The Joint Research Centre (JRC) of the European Commission developed the Hydrogen Incidents and Accidents Database HIAD in the frame of the European Network of Excellence HySafe (2003-2006).
HIAD is intended for public use. It is a repository of hydrogen-related unwanted events. Almost all data in HIAD come from a publicly available primary or secondary source (news, inspection reports from public institutions, other public databases, scientific articles, etc.). As far as possible, HIAD maintains a traceable link to the original sources.
For enquiries or requests, send a message to: JRC-PTT-H2SAFETY@ec.europa.eu
A short history of HIAD
At the end of the European project HySafe, JRC has maintained and populated HIAD with the support of the International Association HySafe. HIAD was originally accessible via a web-interface, which enabled online consultation, but had limited data download functions.
In 2017, the JRC executed a major upgrade producing HIAD 2.0 with the financial support of the Fuel Cells and Hydrogen 2 Joint Undertaking (FCH2 JU). Shortly later, HIAD became part of the activities of the European Hydrogen Safety Panel (EHSP) of the FCH 2 JU.
In December 2020, HIAD was taken offline due to new security measures and therefore users could not access anymore directly the data and perform their own search. As an alternative to the online access, JRC developed a system, which exported the online data into an offline Excel file, allowing users to access and analyse the complete set of data according to their needs. That file has been requested by and distributed to hundredths of experts.
Since 2022, HIAD Excel file is downloadable from the online platform of the European Major Accident Hazards Bureau. This platform, managed by JRC, hosts the European database eMARS, HIAD and other safety related tools.
In 2023, JRC deployed a new structural upgrade as HIAD 2.1, aiming at a better retrieval of critical information and at reducing data noise.
The most recent version is now JRC HIAD 2.2 export 2026 01 01 for users (the number 2.2 indicates the upgrade version, the date indicates the end date of the events update).
Quality of data
HIAD events are analysed, interpreted, reviewed and validated by JRC experts before entering the database. However, the overall quality of the descriptions depends to a major degree on the quality and the level of details provided by their sources. Moreover, before 2017, the review and validation processes were performed by more than one institution, under a different approach. This resulted in incoherences in the events assessment. Despite JRC reviewing efforts, some incoherences are still present in the set of data, especially for those with low quality. To guide the users and allow a down-selection based on event descriptors quality, JRC developed a quality label for each event. The quality label scale is ranging from 1 to 5, with 5 being the highest quality label. Events with quality label from 2 to 5 are shared with users. Events not validated receive quality label 1 and are not made public. They are waiting for possible improvements based on new information becoming available or eventual cancellation.

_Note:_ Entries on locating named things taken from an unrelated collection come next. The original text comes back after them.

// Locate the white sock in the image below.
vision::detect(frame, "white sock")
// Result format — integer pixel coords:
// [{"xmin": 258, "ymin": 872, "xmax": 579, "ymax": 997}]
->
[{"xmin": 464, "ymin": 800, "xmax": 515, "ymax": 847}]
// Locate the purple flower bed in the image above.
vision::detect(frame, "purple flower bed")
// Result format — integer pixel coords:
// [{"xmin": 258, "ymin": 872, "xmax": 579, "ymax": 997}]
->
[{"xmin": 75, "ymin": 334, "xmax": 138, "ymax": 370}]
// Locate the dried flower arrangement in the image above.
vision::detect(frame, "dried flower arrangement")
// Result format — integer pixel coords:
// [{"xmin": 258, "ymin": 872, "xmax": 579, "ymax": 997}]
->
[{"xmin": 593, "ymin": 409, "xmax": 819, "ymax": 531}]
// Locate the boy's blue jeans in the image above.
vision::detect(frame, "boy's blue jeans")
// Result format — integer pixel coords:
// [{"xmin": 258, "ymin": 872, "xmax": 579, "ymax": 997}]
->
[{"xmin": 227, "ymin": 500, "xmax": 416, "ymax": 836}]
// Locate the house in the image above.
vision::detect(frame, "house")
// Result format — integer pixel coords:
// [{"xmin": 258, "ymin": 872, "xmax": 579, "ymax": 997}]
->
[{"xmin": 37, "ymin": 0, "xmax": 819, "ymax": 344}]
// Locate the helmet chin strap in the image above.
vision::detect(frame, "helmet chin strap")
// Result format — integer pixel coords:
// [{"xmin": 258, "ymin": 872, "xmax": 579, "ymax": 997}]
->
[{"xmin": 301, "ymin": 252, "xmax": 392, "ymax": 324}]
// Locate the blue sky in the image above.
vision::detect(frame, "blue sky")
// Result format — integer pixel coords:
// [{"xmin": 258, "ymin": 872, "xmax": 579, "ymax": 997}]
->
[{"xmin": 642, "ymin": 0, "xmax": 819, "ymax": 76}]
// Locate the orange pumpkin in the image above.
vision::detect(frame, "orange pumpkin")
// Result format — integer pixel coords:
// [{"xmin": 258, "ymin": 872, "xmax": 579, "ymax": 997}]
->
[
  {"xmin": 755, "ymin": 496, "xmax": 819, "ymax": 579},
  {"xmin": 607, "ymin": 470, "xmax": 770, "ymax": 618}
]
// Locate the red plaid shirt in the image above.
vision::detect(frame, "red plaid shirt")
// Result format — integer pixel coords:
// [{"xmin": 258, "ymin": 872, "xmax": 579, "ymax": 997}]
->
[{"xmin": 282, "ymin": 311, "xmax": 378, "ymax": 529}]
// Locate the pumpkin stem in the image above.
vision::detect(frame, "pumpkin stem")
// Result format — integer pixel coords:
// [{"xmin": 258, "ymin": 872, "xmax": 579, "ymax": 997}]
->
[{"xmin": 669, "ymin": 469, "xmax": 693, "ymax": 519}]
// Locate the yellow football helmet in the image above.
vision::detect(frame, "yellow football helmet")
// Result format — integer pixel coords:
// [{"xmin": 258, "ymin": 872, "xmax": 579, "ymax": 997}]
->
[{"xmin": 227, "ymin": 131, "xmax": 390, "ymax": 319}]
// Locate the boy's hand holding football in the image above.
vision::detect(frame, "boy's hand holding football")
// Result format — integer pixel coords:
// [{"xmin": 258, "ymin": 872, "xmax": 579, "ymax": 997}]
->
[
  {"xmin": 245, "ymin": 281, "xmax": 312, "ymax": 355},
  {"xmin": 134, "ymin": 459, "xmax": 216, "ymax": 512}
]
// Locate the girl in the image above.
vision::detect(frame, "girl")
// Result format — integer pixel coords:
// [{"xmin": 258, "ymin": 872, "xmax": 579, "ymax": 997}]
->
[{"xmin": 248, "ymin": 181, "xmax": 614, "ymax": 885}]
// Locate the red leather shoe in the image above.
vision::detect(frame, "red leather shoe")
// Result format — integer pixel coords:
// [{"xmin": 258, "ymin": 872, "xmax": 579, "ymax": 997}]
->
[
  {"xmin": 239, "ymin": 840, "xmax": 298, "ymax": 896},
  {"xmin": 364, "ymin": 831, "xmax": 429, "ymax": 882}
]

Whenever possible, HIAD contains a lesson learned and a cause analysis. In many of the cases with quality labels 2 and 3, however, the low quality of the event descriptors does not allow for a meaningful lesson learned.
How to use HIAD data
HIAD data collection is a service provided by JRC to safety experts, educators, students and technologists active in the field of hydrogen. Please consider that the events described in HIAD are not intended to serve as an instrument for passing judgement on individual companies or countries associated with an accident. A blame culture surrounding the database would greatly reduce the sharing of information. Hence, the HIAD Excel file provides only literature references, it does not provide the first or secondary data sources documents, which remain managed solely by JRC. JRC will provide these on an ad-hoc basis, following a request for specific research purposes and only on a sub-set of the total dataset.
A proper use of the data in HIAD should also consider the following caveats:
- Do not conclude from the data in HIAD that ‘hydrogen is not safe’. Every technology, once deployed, will always be affected by unplanned, unwanted events. HIAD is a tool developed to assist safe improvements of hydrogen technologies.
- HIAD events descriptors have been designed to draw a lesson learned and improve the safety of hydrogen technologies, not to compare the safety of hydrogen technologies with the safety of other technologies. Do not use HIAD data to answer the ill-posed question: ‘which technology is safer?’
- The present structure of HIAD data is not done for deriving quantitative failure probabilities of specific components, because most of the event descriptions do not provide the details required and the statistical reliability enabling this type of analysis.
- Be very cautious before drawing general conclusions, because they could be biased by the types and availability of the primary sources used. For example, the historical and geographical distributions of the accidents are predominantly reporting European and North American events. Moreover, certain industrial sectors are more represented than others, because they are committed to investigate and publicly report their accidents, while others are not.